Documenting and making sense of digital research processes: findings from an international survey of archaeologists
Isto will outline first findings from a survey study of archaeologists at the Digital Humanities in Nordic and Baltic Countries 2022 conference in Uppsala.
Data-intensive research in digital humanities disciplines requires a thorough understanding of the data used in the research. Earlier surveys of researchers representing several humanities and social science disciplines have repeatedly reported the importance of understanding and conveying the context of research data as a key antecedent of its (re)usability in secondary work. Besides publications and findings, research data is increasingly seen as an outcome that makes a difference, extends the impact of research beyond the first primary findings and observations, and effectively can put research in action long time after it was first conducted. A part of the context a researcher needs to understand that has not been studied to a considerable extent so far, is how the data was created and how it has been manipulated.

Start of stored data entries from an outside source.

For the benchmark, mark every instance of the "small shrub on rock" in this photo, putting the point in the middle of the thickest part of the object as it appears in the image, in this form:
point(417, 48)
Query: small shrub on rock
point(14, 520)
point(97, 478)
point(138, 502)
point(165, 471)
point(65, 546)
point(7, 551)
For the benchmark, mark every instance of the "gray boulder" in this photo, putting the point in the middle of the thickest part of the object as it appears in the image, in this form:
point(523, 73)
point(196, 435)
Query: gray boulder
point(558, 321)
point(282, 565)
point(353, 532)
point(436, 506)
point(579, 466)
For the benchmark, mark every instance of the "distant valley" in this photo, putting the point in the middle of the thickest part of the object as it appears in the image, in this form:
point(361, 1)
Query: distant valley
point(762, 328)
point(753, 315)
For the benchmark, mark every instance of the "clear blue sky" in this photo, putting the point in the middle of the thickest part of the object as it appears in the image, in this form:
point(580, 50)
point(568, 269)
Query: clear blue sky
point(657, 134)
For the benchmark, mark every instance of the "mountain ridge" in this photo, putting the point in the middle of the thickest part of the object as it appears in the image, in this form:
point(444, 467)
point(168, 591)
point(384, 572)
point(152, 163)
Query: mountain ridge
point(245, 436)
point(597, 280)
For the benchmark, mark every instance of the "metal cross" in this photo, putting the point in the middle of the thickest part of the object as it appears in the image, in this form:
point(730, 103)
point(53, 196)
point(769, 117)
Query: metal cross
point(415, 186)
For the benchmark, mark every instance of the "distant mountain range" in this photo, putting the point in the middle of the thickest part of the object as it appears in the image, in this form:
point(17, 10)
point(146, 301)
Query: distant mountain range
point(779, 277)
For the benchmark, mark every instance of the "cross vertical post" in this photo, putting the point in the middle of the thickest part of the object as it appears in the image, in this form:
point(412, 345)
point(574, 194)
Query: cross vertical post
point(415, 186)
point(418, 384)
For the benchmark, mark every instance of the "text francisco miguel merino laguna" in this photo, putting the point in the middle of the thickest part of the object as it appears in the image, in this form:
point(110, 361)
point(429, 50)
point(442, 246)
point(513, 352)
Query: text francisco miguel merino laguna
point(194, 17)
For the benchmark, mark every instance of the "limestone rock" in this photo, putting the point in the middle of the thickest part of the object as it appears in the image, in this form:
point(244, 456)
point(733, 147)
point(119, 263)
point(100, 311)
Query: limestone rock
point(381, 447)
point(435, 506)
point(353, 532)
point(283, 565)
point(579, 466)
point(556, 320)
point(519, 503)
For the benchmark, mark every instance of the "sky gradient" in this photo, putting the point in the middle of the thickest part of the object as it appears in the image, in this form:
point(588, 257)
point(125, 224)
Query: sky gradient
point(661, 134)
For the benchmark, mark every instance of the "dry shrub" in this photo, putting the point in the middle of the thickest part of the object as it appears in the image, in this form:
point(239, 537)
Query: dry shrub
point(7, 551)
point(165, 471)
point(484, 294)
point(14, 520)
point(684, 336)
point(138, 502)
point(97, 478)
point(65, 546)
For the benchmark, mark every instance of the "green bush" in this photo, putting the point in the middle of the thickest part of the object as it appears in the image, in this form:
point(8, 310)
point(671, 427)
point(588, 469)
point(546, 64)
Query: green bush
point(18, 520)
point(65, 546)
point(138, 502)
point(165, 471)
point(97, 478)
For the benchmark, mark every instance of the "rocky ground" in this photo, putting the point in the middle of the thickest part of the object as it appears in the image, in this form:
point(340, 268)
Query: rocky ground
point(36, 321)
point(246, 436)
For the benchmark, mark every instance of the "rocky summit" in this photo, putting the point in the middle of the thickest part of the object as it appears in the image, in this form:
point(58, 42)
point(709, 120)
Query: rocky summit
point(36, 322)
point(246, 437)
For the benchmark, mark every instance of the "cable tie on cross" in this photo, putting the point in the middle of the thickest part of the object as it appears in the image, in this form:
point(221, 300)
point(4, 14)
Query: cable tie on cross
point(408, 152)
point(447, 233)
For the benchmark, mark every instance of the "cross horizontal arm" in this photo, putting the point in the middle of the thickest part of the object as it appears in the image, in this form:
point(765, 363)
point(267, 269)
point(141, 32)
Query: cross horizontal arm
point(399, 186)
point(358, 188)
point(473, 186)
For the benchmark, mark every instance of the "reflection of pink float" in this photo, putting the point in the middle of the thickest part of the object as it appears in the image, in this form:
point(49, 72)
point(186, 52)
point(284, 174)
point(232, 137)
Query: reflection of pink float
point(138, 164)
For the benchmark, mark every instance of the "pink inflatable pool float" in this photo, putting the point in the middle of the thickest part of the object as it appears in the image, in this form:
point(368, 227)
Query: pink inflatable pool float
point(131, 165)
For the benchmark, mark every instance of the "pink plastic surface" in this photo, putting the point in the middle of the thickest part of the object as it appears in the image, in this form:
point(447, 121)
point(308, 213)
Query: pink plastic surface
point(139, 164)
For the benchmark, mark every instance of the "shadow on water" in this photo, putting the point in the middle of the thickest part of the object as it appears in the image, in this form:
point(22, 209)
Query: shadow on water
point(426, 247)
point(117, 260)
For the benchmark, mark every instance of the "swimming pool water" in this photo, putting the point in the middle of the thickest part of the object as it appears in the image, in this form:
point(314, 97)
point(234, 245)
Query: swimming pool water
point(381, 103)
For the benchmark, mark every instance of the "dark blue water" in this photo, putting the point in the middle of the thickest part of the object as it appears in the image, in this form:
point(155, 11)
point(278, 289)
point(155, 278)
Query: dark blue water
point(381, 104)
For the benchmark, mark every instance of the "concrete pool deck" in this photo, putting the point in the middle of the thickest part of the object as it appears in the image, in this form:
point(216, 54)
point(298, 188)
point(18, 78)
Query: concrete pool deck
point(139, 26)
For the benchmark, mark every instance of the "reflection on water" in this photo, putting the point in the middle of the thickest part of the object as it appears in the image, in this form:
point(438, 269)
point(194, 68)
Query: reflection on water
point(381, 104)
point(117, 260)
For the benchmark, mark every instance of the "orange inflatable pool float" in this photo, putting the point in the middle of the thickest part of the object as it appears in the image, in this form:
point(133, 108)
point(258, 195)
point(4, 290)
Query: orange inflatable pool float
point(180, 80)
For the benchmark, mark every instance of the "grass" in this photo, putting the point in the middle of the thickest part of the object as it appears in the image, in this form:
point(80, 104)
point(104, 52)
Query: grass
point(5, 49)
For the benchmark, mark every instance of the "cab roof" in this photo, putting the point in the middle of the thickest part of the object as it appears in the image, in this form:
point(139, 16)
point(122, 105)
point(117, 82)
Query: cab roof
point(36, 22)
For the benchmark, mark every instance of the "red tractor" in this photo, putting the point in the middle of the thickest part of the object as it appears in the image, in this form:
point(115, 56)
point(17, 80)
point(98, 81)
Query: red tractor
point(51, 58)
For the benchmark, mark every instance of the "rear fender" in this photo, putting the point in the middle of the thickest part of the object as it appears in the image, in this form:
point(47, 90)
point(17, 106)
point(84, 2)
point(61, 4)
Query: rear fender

The aim of this presentation is to report preliminary findings of an international survey of archaeologists conducted in 2021 on what information archaeologists who are or have been using different types of data need to know about the data to (re)use it effectively, and what archaeologists who have published data for (re)use consider it to be important for others to know about their data. The focus of the presentation is on findings relating to needs regarding knowledge about data creation and processing.
The data was collected using a web survey directed to archaeologists who had been creating and/or using data – understood in a broad sense – in their research. The study is a part of the ERC-funded research project CAPTURE on the documentation of data production and use. The survey was distributed using a wide range of primarily online channels and personal contacts. The analysed data consist of (N=) 90 responses. The statistical analyses reported in the presentation were conducted in R 4.0.3 and using qualitative open-ended coding in NVivo 1.5.
The analysis shows that the respondents considered contextual and processual information––paradata––essential for successful data (re)use. Paradata is used for understanding multiple aspects of the data but the exact information needed depends on the type of data and how it is used. On the basis of the findings, the presentation discusses feasible strategies to capture and produce relevant paradata for diverse user needs.